Penti juga menyinggung terkait regulasi, menurutnya penyelenggaran pilkada serentak 2020 harus memiliki regulasi yang jelas.

“Regulasi yang ada saat ini berpotensi menimbulkan sengketa di kemudian hari. harus ada kejelasan regulasi, menyinggung regulasi saat ini mislanya tahapan calon independen berpotensi menimbulkan sengketa akibat kurang jelasnya regulasi yang mengatur tahapannya”. Terang Penti.

Tantangan berkutnya menurut Penti adalah partisipasi pemilih. Penti, menilai bahwa “jika di masa normal saja partisipasi pemilih masih menjadi PR berat apalagi dalam situasi pandemi. Karenanya ini tantangan berat bagi penyelenggara Pemilukada bagaimana meningkatan partisipasi pemilih di tengah pandemi”.

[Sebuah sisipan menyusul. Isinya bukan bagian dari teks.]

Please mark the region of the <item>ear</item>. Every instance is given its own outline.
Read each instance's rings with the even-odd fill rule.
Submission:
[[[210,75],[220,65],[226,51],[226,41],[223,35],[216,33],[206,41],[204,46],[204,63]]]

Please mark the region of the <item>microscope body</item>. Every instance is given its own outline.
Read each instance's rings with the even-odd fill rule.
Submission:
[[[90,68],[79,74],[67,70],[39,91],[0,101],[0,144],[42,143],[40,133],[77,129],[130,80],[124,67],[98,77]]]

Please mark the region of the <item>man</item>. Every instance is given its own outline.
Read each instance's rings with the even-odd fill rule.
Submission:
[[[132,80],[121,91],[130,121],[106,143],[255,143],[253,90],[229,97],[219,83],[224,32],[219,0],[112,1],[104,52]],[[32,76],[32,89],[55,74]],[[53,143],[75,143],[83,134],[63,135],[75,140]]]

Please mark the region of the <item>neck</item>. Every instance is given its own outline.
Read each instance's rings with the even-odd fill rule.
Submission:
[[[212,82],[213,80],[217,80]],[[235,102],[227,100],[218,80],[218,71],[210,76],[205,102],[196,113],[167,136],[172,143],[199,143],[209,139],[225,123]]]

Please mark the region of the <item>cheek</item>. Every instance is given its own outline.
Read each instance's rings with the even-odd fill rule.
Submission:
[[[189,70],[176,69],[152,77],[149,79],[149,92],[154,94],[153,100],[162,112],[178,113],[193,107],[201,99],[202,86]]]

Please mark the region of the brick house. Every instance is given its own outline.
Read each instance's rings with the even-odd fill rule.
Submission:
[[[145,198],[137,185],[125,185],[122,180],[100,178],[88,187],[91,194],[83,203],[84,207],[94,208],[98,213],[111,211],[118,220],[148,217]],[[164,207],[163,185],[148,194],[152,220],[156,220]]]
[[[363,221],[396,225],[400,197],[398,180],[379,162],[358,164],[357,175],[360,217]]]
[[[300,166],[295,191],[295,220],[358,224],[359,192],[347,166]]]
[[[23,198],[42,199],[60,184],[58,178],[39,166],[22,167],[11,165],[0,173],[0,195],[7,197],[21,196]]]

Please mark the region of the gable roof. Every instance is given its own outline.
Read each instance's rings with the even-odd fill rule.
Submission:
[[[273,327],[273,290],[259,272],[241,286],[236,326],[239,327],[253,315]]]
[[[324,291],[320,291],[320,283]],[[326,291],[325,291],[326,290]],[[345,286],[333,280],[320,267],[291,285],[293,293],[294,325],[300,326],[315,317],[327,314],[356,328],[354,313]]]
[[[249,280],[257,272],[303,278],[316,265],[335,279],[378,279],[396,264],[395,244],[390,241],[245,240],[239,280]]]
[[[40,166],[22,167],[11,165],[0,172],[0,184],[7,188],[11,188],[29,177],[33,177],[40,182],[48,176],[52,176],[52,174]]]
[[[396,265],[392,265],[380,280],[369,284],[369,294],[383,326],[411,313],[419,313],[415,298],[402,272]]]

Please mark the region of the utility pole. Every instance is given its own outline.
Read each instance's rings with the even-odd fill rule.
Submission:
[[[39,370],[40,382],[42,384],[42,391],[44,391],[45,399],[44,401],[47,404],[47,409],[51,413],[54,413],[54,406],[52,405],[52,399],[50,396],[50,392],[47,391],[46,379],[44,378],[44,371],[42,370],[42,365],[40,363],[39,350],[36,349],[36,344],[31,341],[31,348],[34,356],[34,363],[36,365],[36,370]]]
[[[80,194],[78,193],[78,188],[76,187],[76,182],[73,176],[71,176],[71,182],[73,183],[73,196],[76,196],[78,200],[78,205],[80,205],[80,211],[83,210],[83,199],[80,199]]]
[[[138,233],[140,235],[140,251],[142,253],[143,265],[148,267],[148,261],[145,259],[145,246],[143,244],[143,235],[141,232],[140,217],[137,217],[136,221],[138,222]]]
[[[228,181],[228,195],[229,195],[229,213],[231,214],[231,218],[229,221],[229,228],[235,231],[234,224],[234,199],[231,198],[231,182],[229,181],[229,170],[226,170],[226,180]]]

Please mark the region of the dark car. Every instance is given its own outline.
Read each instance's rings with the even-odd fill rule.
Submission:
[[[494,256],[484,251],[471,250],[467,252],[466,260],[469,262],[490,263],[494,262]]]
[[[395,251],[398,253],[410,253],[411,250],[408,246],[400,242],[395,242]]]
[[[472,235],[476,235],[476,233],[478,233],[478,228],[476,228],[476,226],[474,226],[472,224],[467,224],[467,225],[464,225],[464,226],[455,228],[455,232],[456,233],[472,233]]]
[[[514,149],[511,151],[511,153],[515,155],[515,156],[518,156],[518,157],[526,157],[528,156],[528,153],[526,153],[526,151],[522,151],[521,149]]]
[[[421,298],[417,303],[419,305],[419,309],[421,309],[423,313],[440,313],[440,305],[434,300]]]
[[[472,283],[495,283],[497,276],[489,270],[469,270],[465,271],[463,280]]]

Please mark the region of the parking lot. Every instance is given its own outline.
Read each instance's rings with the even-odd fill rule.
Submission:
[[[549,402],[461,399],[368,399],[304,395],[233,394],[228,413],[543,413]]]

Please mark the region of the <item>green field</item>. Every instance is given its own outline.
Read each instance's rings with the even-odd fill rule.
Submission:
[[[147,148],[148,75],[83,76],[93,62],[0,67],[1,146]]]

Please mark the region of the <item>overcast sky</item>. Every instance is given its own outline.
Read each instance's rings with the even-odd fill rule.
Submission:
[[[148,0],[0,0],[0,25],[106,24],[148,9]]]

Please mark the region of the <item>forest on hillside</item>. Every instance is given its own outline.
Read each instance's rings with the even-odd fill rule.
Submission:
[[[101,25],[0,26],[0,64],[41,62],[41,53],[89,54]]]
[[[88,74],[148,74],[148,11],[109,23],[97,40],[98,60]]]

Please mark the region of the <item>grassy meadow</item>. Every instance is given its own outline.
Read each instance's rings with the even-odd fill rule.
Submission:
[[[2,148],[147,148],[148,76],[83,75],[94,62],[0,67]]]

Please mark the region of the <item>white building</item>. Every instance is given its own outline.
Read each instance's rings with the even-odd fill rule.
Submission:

menyinggung partipasi pemilih Penti menilai peran media sangat penting dalam membangun sosialisasi, KPUD juga dapat memaksimalkan anggotanya untuk melaukan sosialisasi secara aktif. KPUD juga harus terus membangun trust publik dengan menyajikan inovasi-inovasi penyelenggaran Pilkada sehingga terbangun kepercayaan publik.

“KPUD harus membangun narasi optimisme dalam penyelenggaran Pilkada dan juga mengedepankan protokol kesehatan sehingga pilkada tetap bisa menghadirkan pemilih ke TPS tanpa rasa takut di tengah wabah pandemi covid-19”. Tutup Penti dalam pemaparan closingnya.